Actionable Tip: Name each chat thread for it’s specific role ("Marketing Assistant" or “Data Assistant.”
Epiphany 3: Using variables for prompt flexibility
Variables are the key to highly adaptable prompts. What does that mean in practice? It means you’re building templates instead of rewriting prompts from scratch every time.
It’s a time-saver for repetitive tasks. For example, let’s say you’re drafting a series of social media posts. By using variables for dates, specific product names, or calls to action, you can create one prompt that does the work of 30.
Key Insight: Variables give you a more efficient and systematic approach to recurring tasks like data categorization or bulk messaging.
Examples in Action: Researching an audio engineering term
You are a seasoned audio engineer. I need you to define the following term for me: {TERM}
Please tell me:
1. What this term typically refers to for an audio engineer?
2. How I know what my own {TERM} is?
TERM = “Comfortable Listening Volume”
Actionable Tips: Jump head first into variables! Prioritize longer prompts with more variables and you’ll see more value. Also, adopt a process to adapt your own prompts, including how you format each variable. Should they be in all capitals? Spaces or no spaces? Surrounded by curly brackets or square?
Exercise: Incorporating variables
Here is a three-step process to put variables into any prompt.
Step 1: List any details of the prompt that will change next time. They’re really the WHAT of your prompt inputs. Most often, they’ll be dates or numbers or names.

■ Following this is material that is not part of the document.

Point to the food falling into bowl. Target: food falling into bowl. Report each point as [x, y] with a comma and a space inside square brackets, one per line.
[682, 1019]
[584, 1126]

Step 2: Select your placeholder — I recommend “{ }”, or sticking with brackets but you can use most special characters. Replace all of the details with their corresponding variable. As an example, a prompt that had “Please create 5 social posts” would translate to “Please create {NUMBER_OF_POSTS} social posts.”
Step 3: Somewhere within your prompt, set your variable. The same prompt that has {NUMBER_OF_POSTS} in the direction should also have the following: ‘NUMBER_OF_POSTS = “[]”’. This should happen once for each variable you add.
Some pitfalls to avoid
Here’s how to sidestep a few common pitfalls for each of these techniques:
Not documenting your prompts: Recording prompts accurately ensures you can replicate or reuse them. It also helps you keep consistent with your choice of delimiter or variable characters.
Overusing delimiters: Don’t break down delimiters so much that you have 50 different delimiters. Keep them for bigger blocks of text.
Incorrectly naming your delimiters or variables: Making them too generic can be the same as not having any at all. Be detailed about marrying the name of your variable/delimiter to the content it contains.
Inconsistent formats across prompts: Pick a delimiter structure (such as “— content START —” and “— content END —”). Doing so reduces the micro-decisions you’ll have to make when prompting.
ONLY thinking of AI as a person: There is something to be said for NOT treating AI like a human. Looking at a problem from the Terminator’s perspective will yield different (and sometimes Terminator-like) results.